Pemasaran Kerajinan Tangan Andalkan Sosmed

166
GELANG.
GELANG. Salah satu produk kerajinan tangan Fuad Hasan berupa berupa aksesoris gelang dan handstrap kamera dipasarkan melalui sosial media. Selain sebagai ajang wirausaha baginya membuat handycraft merasa memiliki kepuasan tersendiri.

MAJALENGKA-Berbekal sering mengisi waktu luang saat kuliah dengan belajar membuat kerajinan tangan, salah satu pemuda Majalengka yang tergabung di Perupa Majalengka, Fuad Hasan mahir menciptakan karya-karya cantik.

Yakni, berupa aksesoris gelang, handstrap kamera, gantungan kunci dan lanyard. Dengan mengikuti perkembangan era digital iapun kreatif memasarkan handmade buatannya di jejaring sosial media.
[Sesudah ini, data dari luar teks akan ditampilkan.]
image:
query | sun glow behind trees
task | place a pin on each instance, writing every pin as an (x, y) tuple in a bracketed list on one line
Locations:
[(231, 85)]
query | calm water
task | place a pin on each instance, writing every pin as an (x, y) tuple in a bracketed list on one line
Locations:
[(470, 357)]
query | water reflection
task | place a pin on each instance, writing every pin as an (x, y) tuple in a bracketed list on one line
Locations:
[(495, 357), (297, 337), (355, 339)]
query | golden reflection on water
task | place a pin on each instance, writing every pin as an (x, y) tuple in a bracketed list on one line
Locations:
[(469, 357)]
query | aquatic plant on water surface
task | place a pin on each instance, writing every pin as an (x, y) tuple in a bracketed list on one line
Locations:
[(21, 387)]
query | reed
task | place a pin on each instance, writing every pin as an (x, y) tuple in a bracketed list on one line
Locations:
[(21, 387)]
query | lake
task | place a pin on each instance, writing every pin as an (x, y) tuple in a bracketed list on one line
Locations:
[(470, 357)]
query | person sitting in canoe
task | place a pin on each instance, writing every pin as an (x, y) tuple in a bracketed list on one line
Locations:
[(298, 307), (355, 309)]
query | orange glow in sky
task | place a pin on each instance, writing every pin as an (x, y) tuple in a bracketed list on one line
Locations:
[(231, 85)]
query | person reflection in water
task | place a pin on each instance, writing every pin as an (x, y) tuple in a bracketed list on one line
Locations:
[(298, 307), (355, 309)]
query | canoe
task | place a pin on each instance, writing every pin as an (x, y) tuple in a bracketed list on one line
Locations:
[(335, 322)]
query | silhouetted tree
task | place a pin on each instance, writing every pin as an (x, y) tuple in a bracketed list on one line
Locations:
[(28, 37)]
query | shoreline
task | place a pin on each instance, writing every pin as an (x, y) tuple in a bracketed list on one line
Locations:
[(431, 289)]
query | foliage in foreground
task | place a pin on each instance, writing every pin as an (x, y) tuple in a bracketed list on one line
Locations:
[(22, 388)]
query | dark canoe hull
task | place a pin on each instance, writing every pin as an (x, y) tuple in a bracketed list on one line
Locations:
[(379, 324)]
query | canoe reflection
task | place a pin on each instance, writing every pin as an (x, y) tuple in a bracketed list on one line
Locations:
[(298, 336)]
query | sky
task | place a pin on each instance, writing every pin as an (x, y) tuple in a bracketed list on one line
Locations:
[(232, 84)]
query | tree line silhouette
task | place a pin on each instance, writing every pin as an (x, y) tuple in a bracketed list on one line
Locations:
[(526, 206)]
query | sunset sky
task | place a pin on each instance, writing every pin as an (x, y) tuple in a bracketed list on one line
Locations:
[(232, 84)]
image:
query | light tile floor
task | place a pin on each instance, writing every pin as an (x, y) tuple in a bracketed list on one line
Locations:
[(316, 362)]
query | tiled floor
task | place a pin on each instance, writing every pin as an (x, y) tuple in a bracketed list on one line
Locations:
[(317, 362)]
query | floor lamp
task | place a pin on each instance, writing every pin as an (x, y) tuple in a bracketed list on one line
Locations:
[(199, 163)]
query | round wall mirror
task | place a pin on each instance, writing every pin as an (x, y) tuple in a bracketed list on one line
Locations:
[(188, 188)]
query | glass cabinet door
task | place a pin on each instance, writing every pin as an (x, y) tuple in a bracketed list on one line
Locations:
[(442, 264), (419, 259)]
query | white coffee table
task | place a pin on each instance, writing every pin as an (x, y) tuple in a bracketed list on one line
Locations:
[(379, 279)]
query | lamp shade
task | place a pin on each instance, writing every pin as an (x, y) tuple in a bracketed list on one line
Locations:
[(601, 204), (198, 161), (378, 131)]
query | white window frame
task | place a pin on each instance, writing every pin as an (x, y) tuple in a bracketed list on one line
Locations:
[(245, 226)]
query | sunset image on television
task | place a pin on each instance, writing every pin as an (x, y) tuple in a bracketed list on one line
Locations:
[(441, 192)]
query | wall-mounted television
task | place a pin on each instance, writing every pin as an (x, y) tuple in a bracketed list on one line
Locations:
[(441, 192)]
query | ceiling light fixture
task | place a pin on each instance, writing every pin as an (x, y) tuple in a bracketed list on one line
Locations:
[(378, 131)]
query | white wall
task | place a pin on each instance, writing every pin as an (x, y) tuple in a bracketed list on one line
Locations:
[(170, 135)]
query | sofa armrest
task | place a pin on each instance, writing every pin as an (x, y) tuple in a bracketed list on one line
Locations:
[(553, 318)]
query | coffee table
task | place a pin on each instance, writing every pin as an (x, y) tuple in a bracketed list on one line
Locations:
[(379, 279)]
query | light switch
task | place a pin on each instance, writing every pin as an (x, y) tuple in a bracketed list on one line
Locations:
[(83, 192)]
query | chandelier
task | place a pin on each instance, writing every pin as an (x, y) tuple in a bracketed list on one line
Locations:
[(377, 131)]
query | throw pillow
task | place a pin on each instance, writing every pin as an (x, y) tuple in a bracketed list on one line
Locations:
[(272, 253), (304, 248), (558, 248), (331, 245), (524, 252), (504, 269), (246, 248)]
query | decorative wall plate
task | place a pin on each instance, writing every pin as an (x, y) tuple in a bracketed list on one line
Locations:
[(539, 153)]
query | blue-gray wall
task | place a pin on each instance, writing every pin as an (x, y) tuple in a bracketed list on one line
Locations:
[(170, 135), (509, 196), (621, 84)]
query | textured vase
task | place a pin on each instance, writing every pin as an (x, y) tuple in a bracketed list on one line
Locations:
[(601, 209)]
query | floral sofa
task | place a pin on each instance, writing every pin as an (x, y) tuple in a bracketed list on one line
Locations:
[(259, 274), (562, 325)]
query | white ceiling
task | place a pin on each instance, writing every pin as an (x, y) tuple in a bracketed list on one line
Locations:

Alumni Unsoed tahun 2015 asal Desa Tanjungsari Rt 1 Rw 7 Kecamatan Leuwimunding itu merupakan pegiat kriya yang cukup kreatif. Tidak heran dengan ilmu yang ia dapatkan, karya-karyanya yang ia buat dari Paracord dan tali Prusik, berhasil memikat konsumen di sosmed.

Dijelaskannya, sejauh ini produk yang ia buat masih dikerjakan sendiri dengan bahan baku yang ia dapat dari Bandung. “Awalnya saya belajar autodidak, terus belajar di komumitas se Indonesia namanya Indonesian Paracordist. Dan yang mengerjakan produk-produk ini masih saya sendiri,” ungkap Fuad kepada Rakyat Cirebon, Senin (14/5).